ZIMBABWE – HARARE – Budget airline Fly Africa Zimbabwe was last week granted an interdict by High Court judge Emmy Tsanga to resume operations.
This comes after the low-cost airline’s operations were suspended last month after the company’s majority shareholder Chakanyuka Karase voluntarily submitted the carrier’s Airline Operator Certificate (AOC) to the Civil Aviation Authority of Zimbabwe (Caaz) over a boardroom dispute.
Responding to questions posed by a local consumer lobby group Consumer in Zim on micro-blogging site Twitter yesterday, the company’s parent company Fly Africa Limited announced it also expected flights to resume today.
“In a welcome judgment issued by the Zimbabwe High Court on Tuesday, November 17, Fly Africa Zimbabwe won its legal case that found local partner Chakanyuka Karase had acted illegally and with malicious intent to damage the airline by seeking to ground Fly Africa Zimbabwe,” the company said.
The grounding of the carrier’s planes —which left over 2 000 passengers stranded — came after Caaz subsequently grounded the airline company 49 percent owned by Mauritius-based Fly Africa Limited.
“We have begun work on restarting the airline and are working with the regulators to resume flights on Tuesday, November 24. We will update everyone as soon as we have more information,” said Fly Africa.
This comes as Fly Africa group chief executive Adrian Hamilton-Manns recently told the businessdaily that the move by Karase was after “shareholder disputes” had affected the carrier’s customers.
“The interdict seeks to prohibit Karase from meddling in Fly Africa affairs, we have since commissioned a forensic audit into the affairs of the company as it emerged that Karase allowed his son Matipedza to steal at least $140 000,” Hamilton-Manns said.

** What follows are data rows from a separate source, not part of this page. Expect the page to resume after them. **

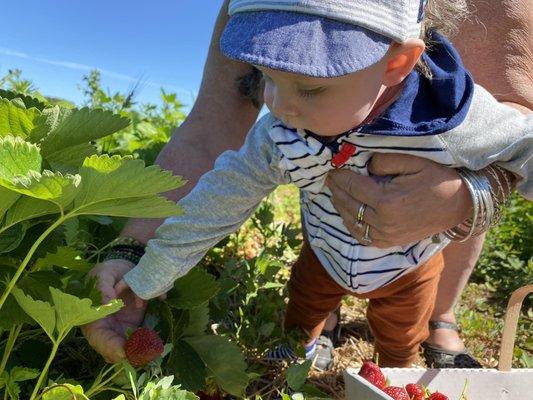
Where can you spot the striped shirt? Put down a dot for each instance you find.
(307, 160)
(272, 155)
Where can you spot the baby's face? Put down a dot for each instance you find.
(325, 106)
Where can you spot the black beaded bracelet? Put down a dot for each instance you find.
(125, 248)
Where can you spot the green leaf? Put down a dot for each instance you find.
(17, 158)
(65, 257)
(188, 367)
(27, 208)
(11, 238)
(224, 361)
(72, 311)
(67, 311)
(124, 187)
(65, 391)
(297, 374)
(40, 311)
(11, 314)
(192, 290)
(20, 374)
(28, 101)
(55, 187)
(69, 159)
(72, 127)
(15, 119)
(198, 320)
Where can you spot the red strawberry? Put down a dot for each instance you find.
(372, 373)
(438, 396)
(143, 346)
(415, 392)
(397, 393)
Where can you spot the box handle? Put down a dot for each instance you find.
(509, 327)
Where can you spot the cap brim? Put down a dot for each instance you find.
(301, 43)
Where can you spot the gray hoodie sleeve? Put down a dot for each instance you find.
(218, 205)
(494, 133)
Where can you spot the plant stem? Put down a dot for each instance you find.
(98, 388)
(27, 259)
(45, 369)
(13, 334)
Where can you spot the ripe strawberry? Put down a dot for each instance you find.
(397, 393)
(143, 346)
(415, 392)
(372, 373)
(438, 396)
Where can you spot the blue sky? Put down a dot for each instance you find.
(56, 42)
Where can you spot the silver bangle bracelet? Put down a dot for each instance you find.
(482, 207)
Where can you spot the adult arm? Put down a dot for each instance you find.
(208, 130)
(192, 150)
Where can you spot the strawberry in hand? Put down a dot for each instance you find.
(143, 345)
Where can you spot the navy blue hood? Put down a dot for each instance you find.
(429, 107)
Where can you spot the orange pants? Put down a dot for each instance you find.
(398, 314)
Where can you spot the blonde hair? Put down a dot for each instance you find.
(445, 17)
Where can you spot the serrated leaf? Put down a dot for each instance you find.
(28, 101)
(192, 290)
(69, 159)
(198, 320)
(72, 127)
(124, 187)
(224, 361)
(15, 119)
(65, 257)
(17, 158)
(40, 311)
(65, 391)
(27, 208)
(188, 367)
(21, 374)
(72, 311)
(11, 313)
(297, 374)
(55, 187)
(12, 237)
(66, 312)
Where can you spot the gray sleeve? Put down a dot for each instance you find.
(494, 133)
(218, 205)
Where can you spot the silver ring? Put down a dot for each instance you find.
(360, 214)
(366, 238)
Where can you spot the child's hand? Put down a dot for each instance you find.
(120, 290)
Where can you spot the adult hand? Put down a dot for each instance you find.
(108, 335)
(419, 199)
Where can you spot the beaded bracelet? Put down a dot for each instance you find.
(125, 248)
(486, 204)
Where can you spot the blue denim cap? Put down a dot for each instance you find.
(301, 43)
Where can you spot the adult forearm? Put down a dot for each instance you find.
(496, 45)
(219, 120)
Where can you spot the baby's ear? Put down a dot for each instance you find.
(401, 60)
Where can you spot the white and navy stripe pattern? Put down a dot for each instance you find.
(396, 19)
(356, 267)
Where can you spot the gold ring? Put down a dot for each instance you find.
(366, 238)
(360, 214)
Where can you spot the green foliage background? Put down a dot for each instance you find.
(245, 275)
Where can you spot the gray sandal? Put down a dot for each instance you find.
(437, 357)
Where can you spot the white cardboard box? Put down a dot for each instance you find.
(483, 384)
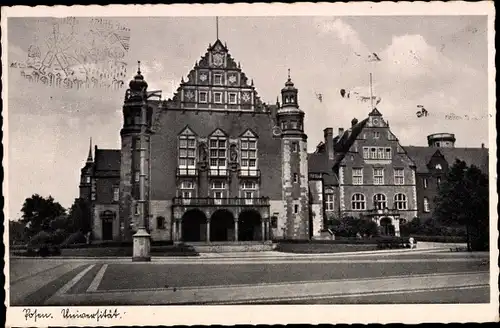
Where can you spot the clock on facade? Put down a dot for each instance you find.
(245, 97)
(189, 95)
(218, 59)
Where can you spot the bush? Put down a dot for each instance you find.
(75, 238)
(441, 239)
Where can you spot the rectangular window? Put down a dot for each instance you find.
(377, 153)
(160, 222)
(232, 98)
(357, 176)
(218, 153)
(378, 176)
(218, 97)
(329, 202)
(187, 151)
(202, 97)
(366, 153)
(426, 205)
(399, 177)
(187, 185)
(218, 79)
(116, 194)
(274, 222)
(388, 153)
(248, 154)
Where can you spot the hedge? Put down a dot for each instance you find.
(441, 239)
(352, 241)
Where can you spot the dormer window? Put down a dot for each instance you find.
(218, 79)
(203, 96)
(218, 97)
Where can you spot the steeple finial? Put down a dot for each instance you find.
(217, 27)
(89, 157)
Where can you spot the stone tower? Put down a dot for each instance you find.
(294, 164)
(86, 176)
(135, 99)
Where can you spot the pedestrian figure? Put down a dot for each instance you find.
(412, 243)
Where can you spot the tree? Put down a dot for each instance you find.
(17, 233)
(38, 212)
(463, 199)
(79, 216)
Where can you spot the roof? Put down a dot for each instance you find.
(319, 163)
(107, 159)
(471, 156)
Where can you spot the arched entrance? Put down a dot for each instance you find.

The Fly Africa boss also said the group had since laid charges against Matipedza with the country’s Criminal Investigation Department.
“Karase Snr still feels he has claims to the company as the majority shareholder but we are in intense hardships and distressed that something like shareholder issues could drag the whole company into problems.
“In the meantime we have appointed Captain Mathias Munyaradzi as Karase’s permanent replacement,” he said.
On October 27, Karase was relieved of his duties at Fly Africa Zimbabwe in his capacity as chairman and chief executive.
Hamilton-Manns said his company was going to institute charges against Karase once the audit was completed.
The Fly Africa boss insisted that Karase had “unilaterally and illegally” submitted the licence to Caaz, an action that had cost the group in revenue.
The Karase family holds a 51 percent stake in Fly Africa Zimbabwe through its Fresh Air while Fly Africa Limited owns the remaining 49 percent.